The disappointed Sogdian converts were therefore confronted with a critical situation. This deteriorated after the Umayyad governor in Khurasan decided to make the tax exemption conditional upon examination of the converts’ faith. Praying, reciting the Qur’an, and circumcision became basic requirements for demonstrating one’s conversion—which had not been the case earlier. And things got even worse: according to al-Ṭabari, the Umayyad administrators humiliated some members of the local Sogdian elite by tearing their clothes apart, putting belts on their neck, and taking the poll-tax payment from them by force. These events brought the Sogdian protest to new and unexpected levels.

At this point, the local elites opted for the most dangerous mechanism to oppose the regional government: they appealed to the Türgesh Qaghan and asked for protection. This was probably the first time that Muslims requested a non-Muslim ruler to save them from their coreligionist fellows. Subsequently, the Türgesh forces invaded Sogdiana and in a short time the very existence of the Umayyad authorities in the East was threatened. Put under pressure, the Umayyads finally abolished the poll-tax policy in Sogdiana; but it was too late.

The strategy adopted by the Sogdian converts to voice their discontent against the government by forging new political alliances with the Türgesh Qaghan brought them closer to other dissenters in the Umayyad East. The converts who had rebelled joined Harith b. Surayj (d. 746), who had started his own anti-Umayyad rebellion in the region of Bactria. Harith joined the converts with many other Arabs and non-Muslims. From Bactria, Harith’s forces invaded Marw, the centre of Umayyad authority in Khurasan. Although Harith’s rebellion was suppressed, his supporters, and particularly the angry Sogdian converts, continued fighting the Umayyads. They gathered around another figure, Abu Muslim al-Khurasani (d. 755), who took the situation into his hands and was able to put an end to Umayyad rule.

The story of the poll-tax policy implemented in Sogdiana and the resistance opposed by the local converts tells us a lot about the complicated political situation in the Umayyad East.
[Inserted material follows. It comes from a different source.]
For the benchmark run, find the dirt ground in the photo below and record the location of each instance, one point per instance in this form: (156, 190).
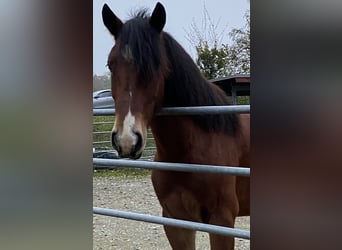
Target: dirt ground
(136, 194)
On the Umayyads’ part, the initial policy of poll-tax exemption had been a strategy for coping with a political and military problem: they needed local converts for maintaining their authority against the challenge posed by the Türgesh. The Sogdian converts had welcomed this policy, whereas Sogdian local rulers and notables had opposed the increase in Muslim converts.

When they were forced to pay the poll tax, the Sogdian converts and their Arab-Muslim allies tried to solve the problem mainly through political bargaining: first by negotiating with the Umayyad authorities in the province, and then by approaching the caliph in Syria. Once they were disappointed by the Umayyads, they shifted sides and appealed to the Umayyad’s enemy: the Türgesh. They kept looking for political alliances, and this was the main strategy they adopted for obtaining what they wanted. They joined Harith’s anti-Umayyad rebellion in Bactria, and eventually supported the Abbasid revolution in Khurasan.

The narrative about the Sogdian converts’ rebellion thus shows us that they used different mechanisms, namely protest, negotiation, delegation, and finally appealing to another regional power, to relieve themselves of the Umayyad government. This multidimensional mechanism, from local protests to macroregional alliances, reflects the complexity of the political situation in the frontier region of Khurasan, where the Umayyads were only one political actor among many others.